J'avais cessé de me battre à ce sujet. Le prince Cirdan était persuadé que j'étais Reine, même non couronnée. Il n'en démordait pas. J'avais vite compris qu'en répondant à ses provocations, il continuerait de plus belle. Parfois l'ignorance représentait le meilleur des mépris. Alors je ne réagissais plus. Même si mon coeur se serrait à chaque fois. Même si la douleur devenait une de mes plus proches amies. J'espérais ainsi qu'il se lasserait plus vite. Plus le temps passait plus mes espérances s'amenuisaient. Mais rien ne me ferait renoncer.

— Je vous présenterai personnellement à mon peuple, m'assura Cirdan de sa voix chantante.

Il avait une aisance folle en prononçant ces mots. Comme si son rôle lui permettait de respirer. Comme si sa vie était dévouée à son royaume et ses habitants. C'était le cas dans un sens, mais son dévouement avait une nature inédite. Ses yeux cherchèrent la moindre expression sur mon visage, sans grande réussite. Son esprit était toujours à l'orée du mien. Il voulait capter chaque émotion. Je n'avais pas encore déterminé si c'était pour y plonger dès qu'une occasion s'y présenterait ou pour surveiller les personnes qui voulaient s'y introduire. Je ne le connaissais pas assez mais j'étais persuadée qu'Othar m'orienterait vers la deuxième hypothèse si je le lui demandais. Rien n'apparut sur mon visage. J'avais appris à dissimuler mes émotions presque aussi bien qu'un elfe. Les maîtres de l'esprit. Ce labyrinthe tortueux n'avait aucun secret pour eux. Certains pouvaient le manier aussi précisément qu'une dague aiguisée. D'autres se contentaient de rester à la surface de leurs capacités, préférant le repos au travail assidu requis par la maîtrise. Je savais que le prince faisait partie des plus doués. Rana me l'avait décrit comme le plus puissant de Thyminie. Ses mots me paraissaient un peu forts pour un royaume qui avait traversé les âges. Mais à l'attention que Cirdan me portait, le doute m'envahissait légèrement.

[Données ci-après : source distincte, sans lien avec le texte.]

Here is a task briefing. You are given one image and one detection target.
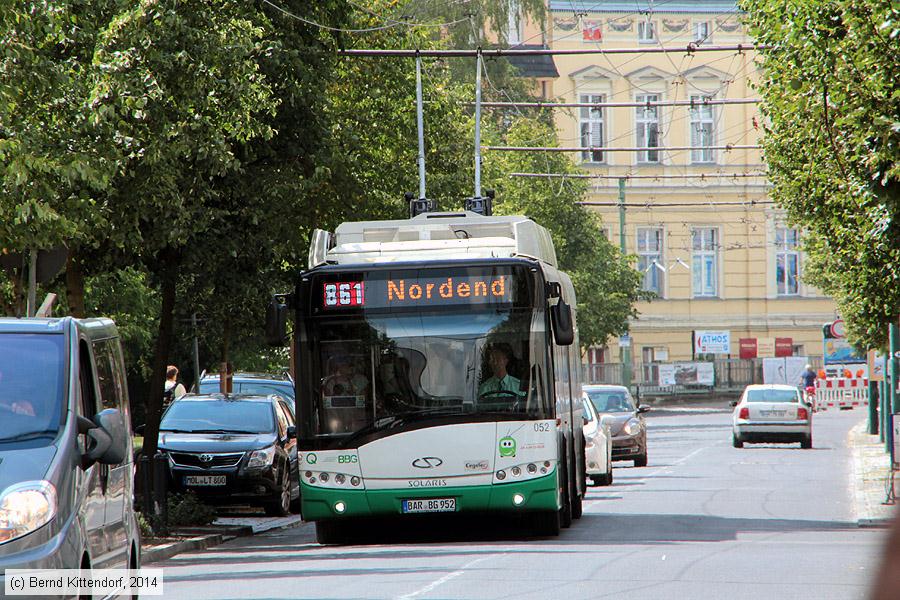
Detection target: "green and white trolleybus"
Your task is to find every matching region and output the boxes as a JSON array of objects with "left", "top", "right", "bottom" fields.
[{"left": 268, "top": 212, "right": 585, "bottom": 543}]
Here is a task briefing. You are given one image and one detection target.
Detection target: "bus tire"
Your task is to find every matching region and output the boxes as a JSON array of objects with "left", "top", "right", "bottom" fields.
[
  {"left": 559, "top": 446, "right": 572, "bottom": 529},
  {"left": 530, "top": 510, "right": 560, "bottom": 537},
  {"left": 316, "top": 520, "right": 347, "bottom": 545}
]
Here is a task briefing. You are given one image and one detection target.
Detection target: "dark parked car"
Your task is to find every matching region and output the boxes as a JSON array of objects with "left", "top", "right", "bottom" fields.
[
  {"left": 583, "top": 385, "right": 650, "bottom": 467},
  {"left": 0, "top": 317, "right": 141, "bottom": 580},
  {"left": 195, "top": 372, "right": 295, "bottom": 406},
  {"left": 159, "top": 394, "right": 300, "bottom": 516}
]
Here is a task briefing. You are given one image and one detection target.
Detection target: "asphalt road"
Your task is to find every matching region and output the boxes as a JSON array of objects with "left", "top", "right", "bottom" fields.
[{"left": 153, "top": 407, "right": 885, "bottom": 600}]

La forêt devenait plus lumineuse, comme si le chemin nous éclairait la route. Cela avait un côté très mystique mais pourtant c'était une belle réalité. Les lucioles se rassemblaient en dessous des branches alors que le soleil pointait ses dernières lueurs. Le prince marchait en tête, bavardant avec Beorn. Leurs voix nous parvenaient à peine. Je progressais à l'arrière aux côtés de mon protecteur. Sa stature droite était beaucoup moins sévère. Son esprit était ouvert vers la magie de ses ancêtres. Il avait retrouvé une certaine lumière intérieure, comme si le retour dans son royaume de naissance avait représenté un but depuis toutes ces années.

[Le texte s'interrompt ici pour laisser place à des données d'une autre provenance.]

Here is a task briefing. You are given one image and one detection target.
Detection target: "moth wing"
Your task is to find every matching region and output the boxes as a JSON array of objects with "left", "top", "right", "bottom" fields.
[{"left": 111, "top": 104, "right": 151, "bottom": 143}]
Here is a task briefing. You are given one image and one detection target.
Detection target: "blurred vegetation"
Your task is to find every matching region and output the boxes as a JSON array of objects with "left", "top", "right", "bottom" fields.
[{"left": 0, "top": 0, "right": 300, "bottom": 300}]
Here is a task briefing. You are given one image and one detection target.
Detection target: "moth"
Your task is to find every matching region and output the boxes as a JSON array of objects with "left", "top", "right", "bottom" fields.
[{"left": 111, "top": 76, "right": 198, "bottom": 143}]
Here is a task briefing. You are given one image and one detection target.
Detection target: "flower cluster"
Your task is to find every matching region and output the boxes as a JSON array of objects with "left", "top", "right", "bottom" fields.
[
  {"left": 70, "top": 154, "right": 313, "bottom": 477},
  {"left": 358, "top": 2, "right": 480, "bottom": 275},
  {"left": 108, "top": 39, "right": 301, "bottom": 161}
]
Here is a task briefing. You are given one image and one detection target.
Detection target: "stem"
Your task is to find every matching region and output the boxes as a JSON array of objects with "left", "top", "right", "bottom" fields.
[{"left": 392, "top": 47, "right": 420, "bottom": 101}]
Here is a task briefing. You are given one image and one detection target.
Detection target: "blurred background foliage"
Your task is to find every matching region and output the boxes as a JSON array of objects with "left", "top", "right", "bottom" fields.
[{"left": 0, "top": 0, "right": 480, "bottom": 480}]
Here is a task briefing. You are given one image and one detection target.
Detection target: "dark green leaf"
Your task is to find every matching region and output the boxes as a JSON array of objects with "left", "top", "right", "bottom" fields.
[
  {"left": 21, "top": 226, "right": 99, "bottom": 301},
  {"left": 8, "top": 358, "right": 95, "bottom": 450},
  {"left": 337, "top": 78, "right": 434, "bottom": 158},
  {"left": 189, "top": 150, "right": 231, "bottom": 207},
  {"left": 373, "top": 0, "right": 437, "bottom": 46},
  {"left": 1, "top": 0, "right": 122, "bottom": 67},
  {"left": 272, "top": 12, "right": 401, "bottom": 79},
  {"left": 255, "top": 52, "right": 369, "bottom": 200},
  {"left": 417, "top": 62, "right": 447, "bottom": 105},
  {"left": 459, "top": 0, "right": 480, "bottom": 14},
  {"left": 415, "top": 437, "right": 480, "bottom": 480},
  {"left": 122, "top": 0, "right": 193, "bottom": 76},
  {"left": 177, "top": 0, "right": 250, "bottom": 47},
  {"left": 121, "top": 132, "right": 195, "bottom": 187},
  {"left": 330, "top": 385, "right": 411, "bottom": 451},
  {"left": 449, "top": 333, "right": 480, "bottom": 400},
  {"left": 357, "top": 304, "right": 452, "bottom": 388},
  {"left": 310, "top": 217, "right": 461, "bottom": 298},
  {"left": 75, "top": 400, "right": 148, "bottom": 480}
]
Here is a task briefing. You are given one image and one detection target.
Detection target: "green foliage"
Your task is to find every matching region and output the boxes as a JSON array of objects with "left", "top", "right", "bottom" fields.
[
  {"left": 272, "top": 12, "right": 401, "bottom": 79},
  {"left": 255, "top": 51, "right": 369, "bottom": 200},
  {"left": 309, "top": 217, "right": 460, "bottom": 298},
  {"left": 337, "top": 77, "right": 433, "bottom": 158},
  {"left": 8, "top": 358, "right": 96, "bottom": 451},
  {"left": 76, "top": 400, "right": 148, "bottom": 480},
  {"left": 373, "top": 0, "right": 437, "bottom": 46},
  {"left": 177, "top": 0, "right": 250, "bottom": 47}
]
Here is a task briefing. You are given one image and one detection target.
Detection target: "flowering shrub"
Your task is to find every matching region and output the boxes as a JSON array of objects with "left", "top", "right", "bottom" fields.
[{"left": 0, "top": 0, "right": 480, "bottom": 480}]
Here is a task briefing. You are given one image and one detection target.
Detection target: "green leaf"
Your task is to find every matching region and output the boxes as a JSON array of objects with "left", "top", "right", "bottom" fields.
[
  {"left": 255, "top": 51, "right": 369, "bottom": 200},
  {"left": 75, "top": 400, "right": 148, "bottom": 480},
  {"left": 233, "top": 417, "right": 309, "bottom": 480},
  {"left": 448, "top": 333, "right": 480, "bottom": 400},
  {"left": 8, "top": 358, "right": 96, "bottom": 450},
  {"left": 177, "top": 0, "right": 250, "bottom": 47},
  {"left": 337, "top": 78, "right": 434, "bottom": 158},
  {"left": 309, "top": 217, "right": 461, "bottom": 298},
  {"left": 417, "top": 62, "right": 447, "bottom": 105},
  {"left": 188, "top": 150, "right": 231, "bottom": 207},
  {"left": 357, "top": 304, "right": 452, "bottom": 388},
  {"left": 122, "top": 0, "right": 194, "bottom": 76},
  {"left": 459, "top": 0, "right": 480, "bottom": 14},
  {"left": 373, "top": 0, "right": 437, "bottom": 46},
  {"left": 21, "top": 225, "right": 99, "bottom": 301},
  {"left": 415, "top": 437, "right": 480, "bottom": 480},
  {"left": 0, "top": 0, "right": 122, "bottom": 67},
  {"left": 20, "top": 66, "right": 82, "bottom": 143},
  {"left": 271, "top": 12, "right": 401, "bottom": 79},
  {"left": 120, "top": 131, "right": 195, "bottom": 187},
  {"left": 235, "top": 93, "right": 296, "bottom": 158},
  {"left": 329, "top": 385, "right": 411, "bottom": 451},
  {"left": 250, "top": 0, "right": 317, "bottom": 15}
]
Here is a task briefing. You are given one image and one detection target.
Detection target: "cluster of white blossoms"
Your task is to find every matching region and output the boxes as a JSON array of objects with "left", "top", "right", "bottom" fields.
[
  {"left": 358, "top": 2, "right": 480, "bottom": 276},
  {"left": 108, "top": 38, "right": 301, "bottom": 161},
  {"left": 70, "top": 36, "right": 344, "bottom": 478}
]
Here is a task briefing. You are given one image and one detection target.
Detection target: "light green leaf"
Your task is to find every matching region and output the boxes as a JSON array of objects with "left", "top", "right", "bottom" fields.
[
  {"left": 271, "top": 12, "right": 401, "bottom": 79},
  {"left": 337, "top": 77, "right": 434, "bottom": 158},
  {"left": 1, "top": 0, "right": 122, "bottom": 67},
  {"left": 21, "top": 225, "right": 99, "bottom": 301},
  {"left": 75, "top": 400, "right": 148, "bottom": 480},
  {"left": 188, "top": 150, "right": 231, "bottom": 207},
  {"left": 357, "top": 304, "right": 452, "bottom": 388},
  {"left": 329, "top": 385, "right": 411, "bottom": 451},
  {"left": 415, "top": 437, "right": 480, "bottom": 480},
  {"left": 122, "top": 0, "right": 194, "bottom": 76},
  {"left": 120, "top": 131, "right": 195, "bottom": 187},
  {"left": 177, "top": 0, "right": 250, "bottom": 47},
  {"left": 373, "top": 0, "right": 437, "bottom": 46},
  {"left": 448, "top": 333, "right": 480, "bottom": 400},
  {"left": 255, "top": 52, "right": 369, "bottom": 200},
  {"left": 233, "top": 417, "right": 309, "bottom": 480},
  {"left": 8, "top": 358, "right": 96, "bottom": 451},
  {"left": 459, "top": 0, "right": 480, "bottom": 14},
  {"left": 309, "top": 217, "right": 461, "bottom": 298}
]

La diversité des espèces montrait enfin sa présence. Des papillons multicolores disparaissaient au profit de leurs congénères nocturnes, parés de couleurs sombres. Les oiseaux sifflaient dans tous les sens, les parents revenant d'une chasse plus ou moins fructueuse. Les pépiements des oisillons emplissaient les branchages alors que les victuailles étaient distribuées. C'était comme observer une oasis au beau milieu du désert de Volta. C'était une image d'illusion, d'une beauté telle qu'elle ne pouvait exister. Elle ne pouvait être réelle. Et pourtant elle était d'une telle perfection qu'elle ne pouvait être l'oeuvre de quelconque magie. Les arbres abritaient un pouvoir bien plus grand que toute magie. Ils représentaient la vie dans sa forme la plus pure. Des troncs millénaires se succédaient dans un alignement parfait. Un chemin était très nettement dégagé comme pour faire sentir aux visiteurs l'hospitalité naturelle des elfes. Un peuple si âgé mais pourtant tellement discret. Un peuple présent depuis les origines du monde. Un peuple qui paraissait si inoffensif au premier abord. Mais il n'était pas ce que l'on imaginait. Dans un sens, il était le peuple le plus accueillant et le plus bienveillant. Mais les elfes demeuraient les meilleurs soldats des six royaumes. Leur formation pointilleuse ne laissait rien au hasard. Ils étaient capables de tuer des adversaires à une distance incroyable avec leurs arcs. Mais leurs dagues et leur connaissance des végétaux et des poisons leur permettaient également d'exceller au combat rapproché. Leurs bataillons, étaient tous aussi redoutés les uns que les autres. Leur armée était une chose terrifiante et magnifique. Leur synchronisation faisait leur plus grande force. Un geste de leur capitaine entraînait des milliers de morts. Une pensée de leur roi pouvait provoquer l'extinction d'une espèce.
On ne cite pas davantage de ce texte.